Rhea-AI Filing Summary

CompoSecure, Inc. (CMPO) reporting person Gregoire Maes, Chief Operating Officer and director, reported transactions dated 09/08/2025. The filing shows 6,370 shares of Class A common stock issued to Mr. Maes for no additional consideration under an earn-out provision from the merger that closed December 27, 2021, increasing his beneficial ownership to 785,432 shares. The report also records a disposition of 3,452 shares at $19.40 per share, leaving reported beneficial ownership at 781,980 shares. The filing discloses various restricted stock units and performance-vesting RSUs that convert to Class A common stock on vesting, with specific vesting dates and conditions summarized in the explanation section.

Positive

  • Earn-out issuance of 6,370 shares provided to the reporting person under the merger agreement without additional cash consideration, increasing insider alignment with shareholders
  • Substantial aggregate beneficial ownership reported (~781,980–785,432 shares), demonstrating continued insider stake
  • Large pool of RSUs and performance-vesting RSUs aligns long-term executive incentives with company performance and continued service

Negative

  • Disposition of 3,452 shares at $19.40 reduces the reporting person's direct holdings, though the sale is small relative to total ownership
  • Significant portion of holdings is unvested or performance-conditioned, so actual immediate voting or economic power may be lower than gross share count implies

Insights

TL;DR: Insider received earn-out shares and sold a small block; significant RSU and performance-vesting holdings remain subject to service and performance conditions.
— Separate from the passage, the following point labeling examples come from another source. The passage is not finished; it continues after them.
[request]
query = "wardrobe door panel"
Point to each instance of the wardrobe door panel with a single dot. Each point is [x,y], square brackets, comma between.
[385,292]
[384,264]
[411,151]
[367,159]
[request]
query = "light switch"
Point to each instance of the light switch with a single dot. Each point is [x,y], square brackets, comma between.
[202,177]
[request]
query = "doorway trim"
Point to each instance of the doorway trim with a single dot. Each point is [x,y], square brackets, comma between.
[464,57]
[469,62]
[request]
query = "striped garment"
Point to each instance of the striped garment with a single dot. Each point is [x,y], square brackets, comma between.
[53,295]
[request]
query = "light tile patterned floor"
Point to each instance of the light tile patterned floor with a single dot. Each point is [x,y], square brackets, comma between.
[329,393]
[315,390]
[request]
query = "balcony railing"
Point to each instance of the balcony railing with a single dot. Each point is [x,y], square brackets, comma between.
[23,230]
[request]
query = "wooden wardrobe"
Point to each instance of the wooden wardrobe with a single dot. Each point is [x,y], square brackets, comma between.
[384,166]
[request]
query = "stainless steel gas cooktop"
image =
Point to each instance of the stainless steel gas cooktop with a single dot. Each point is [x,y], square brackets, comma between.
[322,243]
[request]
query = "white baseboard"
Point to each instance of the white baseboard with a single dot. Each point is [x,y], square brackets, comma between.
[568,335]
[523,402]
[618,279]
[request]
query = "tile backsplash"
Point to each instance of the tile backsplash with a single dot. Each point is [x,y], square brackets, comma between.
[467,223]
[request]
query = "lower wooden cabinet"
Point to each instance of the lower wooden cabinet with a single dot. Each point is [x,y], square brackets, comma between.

The Form 4 documents a non-cash issuance of 6,370 shares under a merger earn-out and a contemporaneous disposition of 3,452 shares at $19.40 each. The filing details the composition of 781,980–785,432 reported shares including vested shares, time-based RSUs with multi-year vesting dates, and 291,670 performance-vesting RSUs governed by achievement targets. For governance reviewers, the material elements are the earn-out issuance tied to the merger agreement and the extensive RSU structure that links significant insider ownership to future service and performance milestones.

TL;DR: Insider ownership remains substantial and largely subject to vesting; the sale size is modest relative to total holdings.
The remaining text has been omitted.